Gold prices were hovering near multi-week highs for most investors outside the US Dollar and Euro on Thursday, as the Bank of England followed the Federal Reserve’s widely expected “no change” decision by raising UK rates off an all-time record low as analysts and traders had forecast.
However, on Friday, Spot gold was down 0.2 percent at $1,267.01 per Ounce and touched a one-week low of $1,265.16 over positive economic data and central bank decisions.
The past week was a significant week for central banks. The Bank of England raised interest rates for the first time in ten years, the Federal Reserve indicated that a December rate hike may happen and President Trump named Powell as his choice for leader of the Federal Reserve.
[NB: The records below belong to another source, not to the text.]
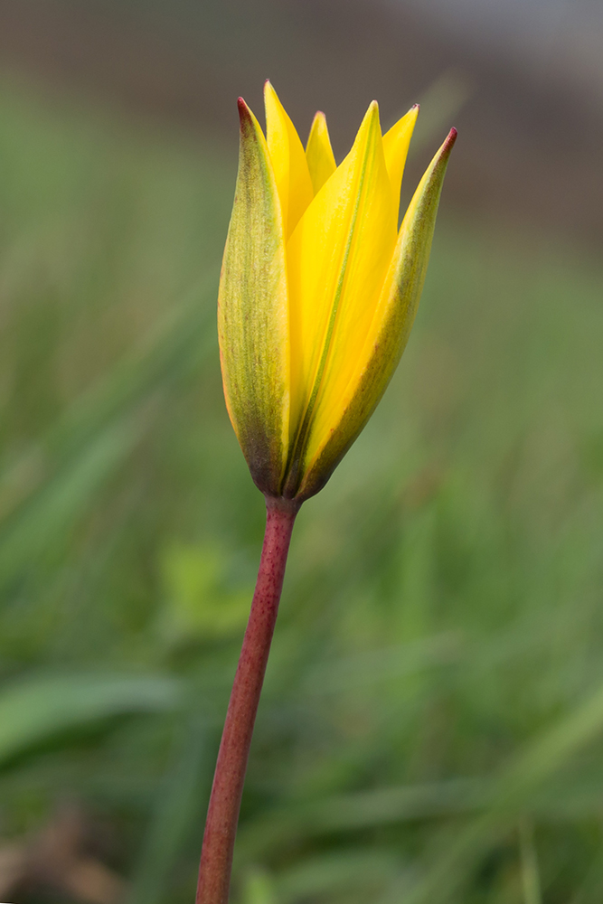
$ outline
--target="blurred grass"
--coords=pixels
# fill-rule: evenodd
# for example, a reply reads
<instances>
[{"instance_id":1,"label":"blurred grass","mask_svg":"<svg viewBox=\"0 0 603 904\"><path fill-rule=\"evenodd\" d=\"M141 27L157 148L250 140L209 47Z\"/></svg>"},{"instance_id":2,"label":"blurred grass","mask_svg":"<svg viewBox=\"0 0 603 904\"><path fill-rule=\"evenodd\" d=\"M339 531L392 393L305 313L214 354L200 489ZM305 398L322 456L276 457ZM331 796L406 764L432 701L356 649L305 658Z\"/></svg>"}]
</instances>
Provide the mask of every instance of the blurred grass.
<instances>
[{"instance_id":1,"label":"blurred grass","mask_svg":"<svg viewBox=\"0 0 603 904\"><path fill-rule=\"evenodd\" d=\"M0 112L0 829L76 799L131 902L190 901L263 528L214 331L234 162L6 80ZM239 904L600 902L600 279L445 194L296 529Z\"/></svg>"}]
</instances>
But still, uncertainty prevails as there is no surety that how economies will manage when the central bank support is withdrawn. Moreover, none of the financial centers have managed to meet inflation targets which they were all so vocal about.
Adding to the uncertainty is the issue that three of the world’s four most important central bank chiefs are nearing the end of their terms and may be well replaced. The rally in the gold price and fall in the dollar is just the first indication of how markets feel about such changes.
Gold held steady on Monday, but hovered near a one-week low hit in the previous session, as largely upbeat U.S. economic data reinforced the prospects of another rate hike by the Federal Reserve next month.
U.S. jobs growth accelerated in October, although wage growth was tepid, adding to the Fed’s assessment last week that “the labor market has continued to strengthen”, with the sluggish wage data doing little to change expectations.
JPMorgan Chase & Co on Friday raised its forecast for the number of U.S. interest rate increases by the Federal Reserve next year to four from three as the October payrolls data reinforced the view of a tightening domestic labor market.
Markets are increasingly confident the Fed will hike interest rates in December, which has weighed on the precious metals complex,
Higher interest rates tend to boost the dollar and push bond yields up, putting pressure on gold prices by increasing the opportunity cost of holding non-yielding bullion.
The Federal Reserve looks likely to raise interest rates, and that should bring up the value of the US dollar in general. If that’s the case, then gold could roll over a bit. Ultimately, this is a market that will continue to be just as mixed up as many others are right now, as we do not know with any type of certainty that the Federal Reserve is going to do one thing or the other.
Analysts said the yellow metal could also find support after U.S. President Donald Trump, who kicked off a 12-day Asia trip, looked to present a united front with Japan against North Korea.
Moreover demand for gold is likely to rise not only in the domestic market but internationally too.
While we see the onset of the wedding season in India, normally winter is also a good time for gold globally with men buying their significant others jewellery for Christmas and lots of New Year’s Day marriage proposals
This rise in demand is expected to usher in renewed interest for bullion in coming week.